Germany: German-Jewish Writer Opposes Anti-Islam Conference

A well-known Holocaust survivor has said he strongly opposes the international anti-Islam conference slated to take place in Germany next month, despite his critical stance on Islam.


German Jewish writer and Holocaust survivor Ralph Giordano has come out strongly against the planned so-called Anti-Islamization Congress -- a meeting of extreme-right European political forces -- planned for Sept. 19-20 in Cologne.

 
The meeting will be attended by some of the most inflammatory names in European race politics, including Jean- Marie Le Pen of France, Austria's Heinz-Christian Strache, and Belgium's Filip Dewinter.


In the past, the Pro Koeln and Pro NRW have invoked comments by Giordano, who has said he considers German integration policy a failure. He has also warned of "false tolerance" in the prosecution of foreign juvenile delinquents.


But Giordano now says he does not want to be "instrumentalized" by the extreme right at the conference.



(more)


Source: DW-World (English)

4 comments:

Anonymous said...

These are the extremes to which the unholy alliance between Islam and the far Left goes. How can a Holocaust survivor not recognize what happens when Islam is not controlled, given what happened in Eastern Europe during WWII the years leading up to it when 90% of the Bosnian Jews were slaughtered, as were the Christian Armenians? This guy likes Islam because it wants to subvert the state just like he does as a communist. Both ideologies are parasitic, cannot sustain themselves in the long term, and arise from a basic deathwish. "The Pro Koeln movement doesn't want any democracy at all, he said, adding that he would "defend any Muslim who is affected by anti-foreigner feeling or xenophobia." OK, I can understand how he would hate Germans, really, but the reality of the situation is that the very people he's defending want another Holocaust and the Germans would never stand for that. But then again, they deny the first one just like he does. Politically-correct backstabbers baffle me with their hypocrisy, but his case is just ridiculous. He knows what Islamization means for Jews as soon as they get their way. There used to be Jews all over the Middle East and in Bosnia, but now there aren't. That is not an accident. He needs to brush up on his Bat Y'eor and find out how much "better" Jews are treated under modern Islam than by the Germans during WWII. They get slaughtered in the street and the police-state government looks the other way, just like the Egyptian government does every single day when Copts get kidnapped and murdered.

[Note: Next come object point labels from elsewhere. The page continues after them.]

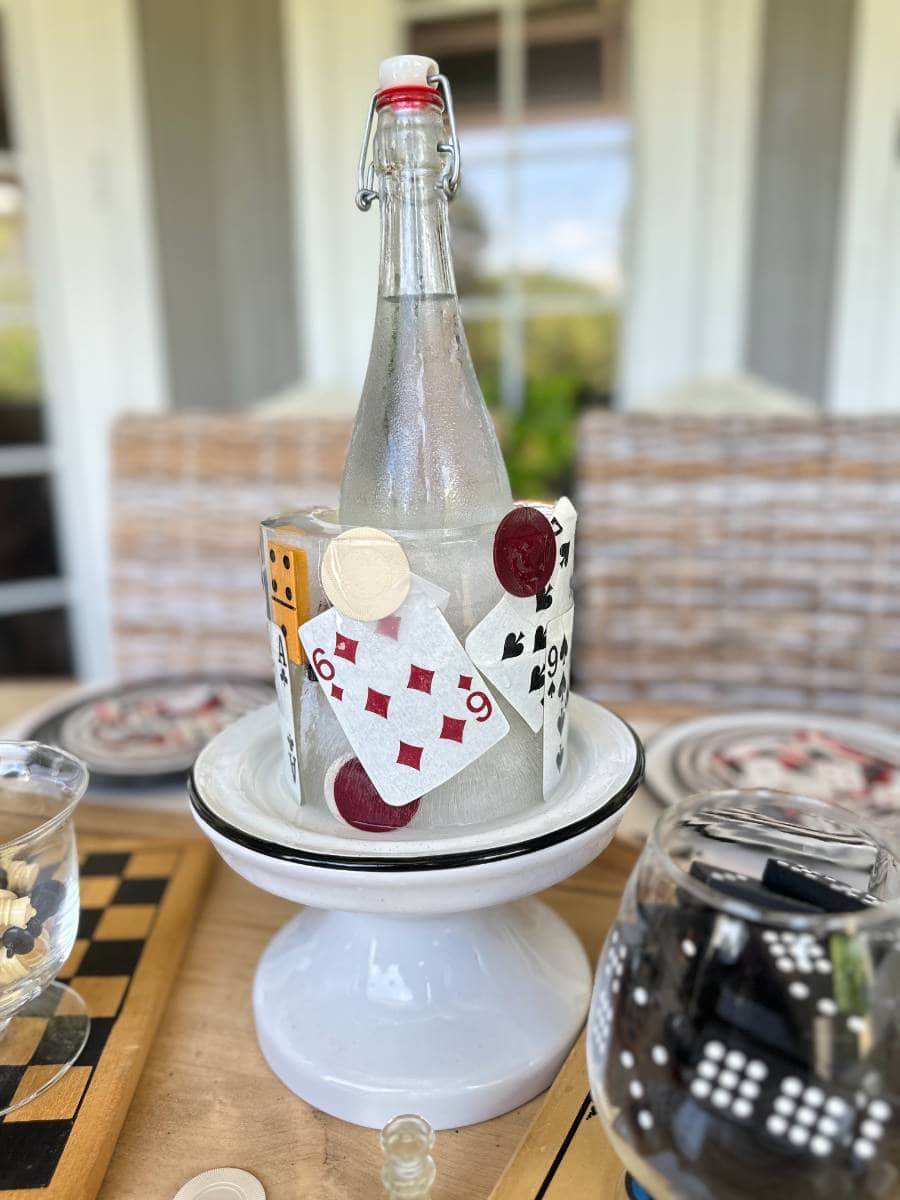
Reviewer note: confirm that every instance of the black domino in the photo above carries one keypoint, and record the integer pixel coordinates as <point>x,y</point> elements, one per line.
<point>823,892</point>
<point>750,891</point>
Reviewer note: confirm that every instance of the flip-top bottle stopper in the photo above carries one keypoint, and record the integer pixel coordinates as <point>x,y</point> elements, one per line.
<point>406,71</point>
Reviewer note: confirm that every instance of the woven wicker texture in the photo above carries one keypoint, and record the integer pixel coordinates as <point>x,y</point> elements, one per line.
<point>189,493</point>
<point>741,562</point>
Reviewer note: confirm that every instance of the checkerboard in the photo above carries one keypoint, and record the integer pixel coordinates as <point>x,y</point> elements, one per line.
<point>136,899</point>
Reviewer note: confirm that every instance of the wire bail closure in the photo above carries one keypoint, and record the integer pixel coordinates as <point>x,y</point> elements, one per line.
<point>450,175</point>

I wish we had an Anti-Islamization Congress in America. I wish that members of the far Right had a voice in government at all, but they don't, and when they are given a voice, it's only the fundamentalist Christian ardent pro-lifers, when even Jerry Falwell was saying in the years leading up to his death that abortion should take a far back seat to immigration and national security. The far Left runs the Democratic party. This has never been more evident, since Pelosi shut down the Congress so as to not allow a vote on energy policy because she knew she would lose beacuse most of the Democrats would vote in favor of the bill, so now Democrats who don't hate America are marginalized. And of course the guy they pick as their presidential candidate has the most liberal voting record in the Senate. But the far Right has almost no voice in government. I realize that they don't, by and large, in Europe, but you guys are smart enough to not be stuck in a two-party system which doesn't end up representing anybody at the end of the day.

Esther said...

Hi jdamn13,

Nobody said that when Giordano expressed himself against the Cologne Mosque (see below). Not everybody who opposes the extreme Right comes from the far Left or is pro-Islamization.

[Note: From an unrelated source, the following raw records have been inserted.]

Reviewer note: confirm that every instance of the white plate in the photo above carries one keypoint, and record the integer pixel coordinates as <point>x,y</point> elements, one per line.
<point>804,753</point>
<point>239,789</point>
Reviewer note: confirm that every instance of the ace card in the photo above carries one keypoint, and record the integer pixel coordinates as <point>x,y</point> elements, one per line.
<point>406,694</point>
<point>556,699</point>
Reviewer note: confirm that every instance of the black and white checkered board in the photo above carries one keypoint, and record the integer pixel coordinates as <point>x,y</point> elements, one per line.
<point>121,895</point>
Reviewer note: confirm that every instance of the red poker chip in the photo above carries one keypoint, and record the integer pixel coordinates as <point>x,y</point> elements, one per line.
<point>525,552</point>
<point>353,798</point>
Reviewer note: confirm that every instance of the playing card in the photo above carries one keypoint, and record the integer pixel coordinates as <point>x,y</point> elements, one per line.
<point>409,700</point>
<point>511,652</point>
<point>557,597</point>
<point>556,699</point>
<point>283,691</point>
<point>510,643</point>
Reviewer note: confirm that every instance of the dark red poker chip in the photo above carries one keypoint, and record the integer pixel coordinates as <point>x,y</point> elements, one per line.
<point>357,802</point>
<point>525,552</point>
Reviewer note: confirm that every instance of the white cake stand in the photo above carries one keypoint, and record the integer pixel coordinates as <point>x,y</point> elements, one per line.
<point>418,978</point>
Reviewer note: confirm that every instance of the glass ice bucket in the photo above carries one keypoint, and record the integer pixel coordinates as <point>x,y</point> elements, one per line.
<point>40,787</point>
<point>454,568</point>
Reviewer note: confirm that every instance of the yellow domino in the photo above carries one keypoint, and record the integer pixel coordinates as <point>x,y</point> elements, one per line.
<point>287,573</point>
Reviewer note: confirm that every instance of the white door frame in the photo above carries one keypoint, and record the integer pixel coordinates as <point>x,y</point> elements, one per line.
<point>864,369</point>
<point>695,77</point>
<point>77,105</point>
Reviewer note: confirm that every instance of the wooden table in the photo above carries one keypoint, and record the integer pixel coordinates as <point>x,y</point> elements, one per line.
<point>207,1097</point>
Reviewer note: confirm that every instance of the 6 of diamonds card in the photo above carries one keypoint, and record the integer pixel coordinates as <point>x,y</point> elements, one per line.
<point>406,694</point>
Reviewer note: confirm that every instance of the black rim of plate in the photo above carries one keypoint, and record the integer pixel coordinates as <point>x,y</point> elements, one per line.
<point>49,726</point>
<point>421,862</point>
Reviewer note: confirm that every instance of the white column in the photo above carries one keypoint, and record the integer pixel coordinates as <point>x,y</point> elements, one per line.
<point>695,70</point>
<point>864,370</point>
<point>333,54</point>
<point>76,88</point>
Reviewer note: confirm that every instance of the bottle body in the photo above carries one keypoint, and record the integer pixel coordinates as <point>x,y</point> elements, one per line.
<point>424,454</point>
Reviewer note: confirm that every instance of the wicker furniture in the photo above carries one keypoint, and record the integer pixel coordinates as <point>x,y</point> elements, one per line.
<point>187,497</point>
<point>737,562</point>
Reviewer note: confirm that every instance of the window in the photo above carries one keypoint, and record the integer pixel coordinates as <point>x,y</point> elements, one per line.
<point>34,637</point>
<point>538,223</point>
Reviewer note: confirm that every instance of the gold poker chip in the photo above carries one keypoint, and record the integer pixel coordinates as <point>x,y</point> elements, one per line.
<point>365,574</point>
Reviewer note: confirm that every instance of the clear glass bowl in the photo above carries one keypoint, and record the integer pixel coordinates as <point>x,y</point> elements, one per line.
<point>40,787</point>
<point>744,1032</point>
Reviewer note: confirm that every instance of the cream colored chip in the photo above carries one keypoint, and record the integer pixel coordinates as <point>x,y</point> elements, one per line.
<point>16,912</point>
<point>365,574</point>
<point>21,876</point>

But the proposal has also drawn fierce criticism from a respected German-Jewish writer, Ralph Giordano, who said the mosque would be “an expression of the creeping Islamization of our land.” And he does not want to see women shrouded in veils on German streets, he said.

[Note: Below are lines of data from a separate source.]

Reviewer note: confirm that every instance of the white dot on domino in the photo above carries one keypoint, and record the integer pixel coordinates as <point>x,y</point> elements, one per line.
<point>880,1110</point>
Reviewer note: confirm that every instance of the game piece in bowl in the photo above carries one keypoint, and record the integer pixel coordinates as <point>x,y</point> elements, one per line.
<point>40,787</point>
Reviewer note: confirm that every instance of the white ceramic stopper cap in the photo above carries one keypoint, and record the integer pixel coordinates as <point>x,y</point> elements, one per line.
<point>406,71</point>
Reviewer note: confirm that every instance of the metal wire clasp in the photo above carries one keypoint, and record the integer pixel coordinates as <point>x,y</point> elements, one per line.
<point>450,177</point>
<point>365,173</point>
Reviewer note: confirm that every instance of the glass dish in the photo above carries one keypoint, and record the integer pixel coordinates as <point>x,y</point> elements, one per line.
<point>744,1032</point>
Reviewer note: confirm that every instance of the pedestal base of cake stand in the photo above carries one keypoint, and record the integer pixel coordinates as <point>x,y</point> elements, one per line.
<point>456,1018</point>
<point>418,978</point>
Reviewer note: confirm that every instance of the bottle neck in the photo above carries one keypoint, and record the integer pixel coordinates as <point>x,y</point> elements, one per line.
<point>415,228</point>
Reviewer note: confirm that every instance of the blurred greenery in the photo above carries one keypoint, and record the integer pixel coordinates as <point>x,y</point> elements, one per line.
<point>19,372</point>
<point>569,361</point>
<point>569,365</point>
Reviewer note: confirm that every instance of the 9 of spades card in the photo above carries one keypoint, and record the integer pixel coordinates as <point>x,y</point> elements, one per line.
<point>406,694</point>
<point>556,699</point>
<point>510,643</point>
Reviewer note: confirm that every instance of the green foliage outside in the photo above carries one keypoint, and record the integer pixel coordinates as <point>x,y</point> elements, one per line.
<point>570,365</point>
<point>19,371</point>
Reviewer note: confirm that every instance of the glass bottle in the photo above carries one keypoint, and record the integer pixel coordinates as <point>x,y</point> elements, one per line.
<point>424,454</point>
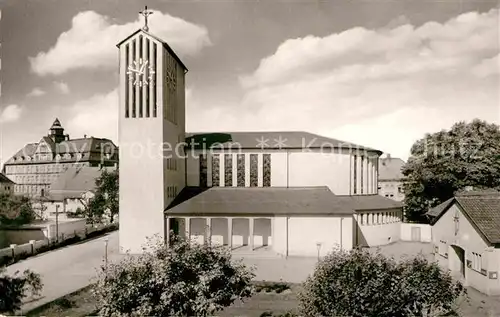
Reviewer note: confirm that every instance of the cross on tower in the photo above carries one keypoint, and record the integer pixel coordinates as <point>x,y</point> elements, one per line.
<point>456,219</point>
<point>146,13</point>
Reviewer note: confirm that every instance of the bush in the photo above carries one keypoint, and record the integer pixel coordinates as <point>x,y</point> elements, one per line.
<point>358,283</point>
<point>14,288</point>
<point>181,280</point>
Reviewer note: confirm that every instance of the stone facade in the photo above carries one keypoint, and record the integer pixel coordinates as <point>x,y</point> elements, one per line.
<point>37,165</point>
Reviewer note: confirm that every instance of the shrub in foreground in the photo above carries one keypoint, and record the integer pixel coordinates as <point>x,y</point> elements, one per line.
<point>358,283</point>
<point>183,280</point>
<point>13,289</point>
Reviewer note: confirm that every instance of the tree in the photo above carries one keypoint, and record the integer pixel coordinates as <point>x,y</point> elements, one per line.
<point>180,280</point>
<point>359,283</point>
<point>15,210</point>
<point>13,289</point>
<point>105,200</point>
<point>447,161</point>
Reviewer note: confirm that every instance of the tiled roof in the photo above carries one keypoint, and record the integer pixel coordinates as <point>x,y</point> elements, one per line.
<point>90,148</point>
<point>269,140</point>
<point>4,179</point>
<point>370,202</point>
<point>74,182</point>
<point>483,210</point>
<point>436,211</point>
<point>270,201</point>
<point>390,169</point>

Mr. Giordano’s charged remarks, first made at a recent public forum here, have catapulted this local dispute into a national debate in Germany over how a secular society, with Christian roots, should accommodate the religious yearnings of its growing Muslim minority.
(source)

Anonymous said...

That's just confusing. He's afraid of creeping Islamization ad headscarves in the street, but then he's anti-anti-Islam and would "defend any Muslim who is affected by anti-foreigner feeling or xenophobia." What?

Esther said...

Hi jdamn13,

You take the idea of "anti-Islamization congress" at face value. But there is a difference between 'anti-Islamization' and 'anti-Muslim' or 'anti-foreigner'.

The people mentioned are considered right wing extremists, racists and xenophobic. There's a debate regarding Dewinter, but in this case he's in bad company.

Giordano obviously doesn't want to associate with them and he doesn't want them to use him as an excuse.

This does not in itself turn him into a leftist or pro-Islamization.